Дермот Тьюринг делает еще одно важное наблюдение о своем дяде: Алан не только чувствовал себя гонимым и преследуемым, но и страдал от одиночества. Он не был близок с семьей и хранил личные и профессиональные секреты, что не позволяло ему говорить с людьми предельно откровенно. Хотя после ареста его брат и мать узнали о его сексуальной ориентации, им было некомфортно ее обсуждать. Доктор Гринбаум был единственным человеком, которому Тьюринг мог открыто рассказывать о личном, но Закон о государственной тайне не позволял ему обсуждать многие аспекты своей работы и жизни во время войны. Нельзя неопровержимо доказать, что Алан Тьюринг совершил самоубийство. Однако это не уменьшает трагичность его смерти и несправедливого отношения к нему со стороны народа и страны, для которой он сделал столь многое.
Смерть Тьюринга в 41 год стала огромной потерей. Проживи он еще два-три десятка лет, и он увидел бы экспоненциальный рост вычислительных мощностей, что, вероятно, позволило бы ему развить свои идеи о морфогенезе и формировании эмбрионов. Как бы то ни было, его поздние работы оказались забыты, и не в последнюю очередь потому, что физики и математики 1950-х годов считали биологию очень далекой от их дисциплин. Хуже того, биологам математика в статьях Тьюринга казалась пугающей.

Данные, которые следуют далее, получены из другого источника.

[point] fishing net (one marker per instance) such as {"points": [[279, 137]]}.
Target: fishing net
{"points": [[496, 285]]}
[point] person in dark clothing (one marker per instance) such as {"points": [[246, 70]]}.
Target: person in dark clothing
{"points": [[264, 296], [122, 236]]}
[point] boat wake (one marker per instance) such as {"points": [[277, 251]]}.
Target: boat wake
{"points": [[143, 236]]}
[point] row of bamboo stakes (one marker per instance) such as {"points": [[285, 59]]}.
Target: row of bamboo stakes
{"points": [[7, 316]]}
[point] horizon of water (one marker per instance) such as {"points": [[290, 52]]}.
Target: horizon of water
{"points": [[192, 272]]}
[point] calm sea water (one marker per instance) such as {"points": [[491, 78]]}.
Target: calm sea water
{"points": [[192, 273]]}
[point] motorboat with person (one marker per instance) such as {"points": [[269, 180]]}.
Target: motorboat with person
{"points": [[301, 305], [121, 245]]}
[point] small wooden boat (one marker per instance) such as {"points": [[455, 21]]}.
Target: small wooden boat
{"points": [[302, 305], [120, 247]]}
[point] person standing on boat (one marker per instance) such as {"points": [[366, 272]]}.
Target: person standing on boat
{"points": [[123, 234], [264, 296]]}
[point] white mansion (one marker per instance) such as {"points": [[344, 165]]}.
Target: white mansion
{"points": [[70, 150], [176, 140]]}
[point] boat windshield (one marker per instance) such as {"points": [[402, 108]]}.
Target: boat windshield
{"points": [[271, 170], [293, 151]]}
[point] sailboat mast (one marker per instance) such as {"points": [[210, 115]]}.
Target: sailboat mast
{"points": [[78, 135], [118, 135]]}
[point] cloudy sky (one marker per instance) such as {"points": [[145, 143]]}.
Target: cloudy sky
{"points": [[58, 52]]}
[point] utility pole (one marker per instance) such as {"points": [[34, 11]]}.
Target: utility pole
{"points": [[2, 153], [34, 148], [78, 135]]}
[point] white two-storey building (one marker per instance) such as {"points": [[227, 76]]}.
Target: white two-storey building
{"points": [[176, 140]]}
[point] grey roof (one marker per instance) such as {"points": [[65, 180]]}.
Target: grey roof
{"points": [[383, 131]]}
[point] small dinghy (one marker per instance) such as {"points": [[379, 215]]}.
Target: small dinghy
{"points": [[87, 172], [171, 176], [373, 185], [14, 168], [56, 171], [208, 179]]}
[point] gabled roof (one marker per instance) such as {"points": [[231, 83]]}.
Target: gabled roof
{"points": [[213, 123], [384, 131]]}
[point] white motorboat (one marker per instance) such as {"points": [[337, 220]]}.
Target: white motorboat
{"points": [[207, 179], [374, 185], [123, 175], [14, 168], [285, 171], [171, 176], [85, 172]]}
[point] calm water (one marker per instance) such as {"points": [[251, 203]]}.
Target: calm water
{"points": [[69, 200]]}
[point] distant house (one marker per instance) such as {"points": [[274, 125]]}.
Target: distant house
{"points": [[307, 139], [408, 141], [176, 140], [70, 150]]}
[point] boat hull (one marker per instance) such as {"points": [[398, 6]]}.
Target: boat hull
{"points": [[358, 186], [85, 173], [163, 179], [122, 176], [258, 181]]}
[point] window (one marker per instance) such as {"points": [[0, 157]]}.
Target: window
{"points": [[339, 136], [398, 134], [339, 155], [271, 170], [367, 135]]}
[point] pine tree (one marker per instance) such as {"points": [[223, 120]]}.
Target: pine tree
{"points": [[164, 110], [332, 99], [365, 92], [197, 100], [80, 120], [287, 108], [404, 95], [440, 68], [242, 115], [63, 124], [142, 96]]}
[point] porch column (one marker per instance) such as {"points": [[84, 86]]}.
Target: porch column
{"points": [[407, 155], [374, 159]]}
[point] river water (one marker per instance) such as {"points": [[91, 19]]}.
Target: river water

В конце 1960-х и начале 1970-х годов теории Тьюринга о самопроизвольном формировании структур посредством рассеяния был нанесен еще один удар: появилось концептуально более простое объяснение процесса формирования эмбрионов. Эта идея, называемая теорией позиционной информации, была предложена специалистом по биологии развития Льюисом Уолпертом. Уолперт родился в Южной Африке в 1929 году, сначала выучился на инженера-строителя, а затем занялся биологией в Королевском колледже Лондона, где получил докторскую степень, защитив работу о механике деления клеток. В отличие от теории Тьюринга, теория позиционной информации не требует сложной математики. Она выдвигает гипотезу, что морфогены разных типов существуют в различных концентрациях в разных частях эмбриона. Концентрация конкретного морфогена в определенной точке подталкивает клетку развиваться тем или иным образом.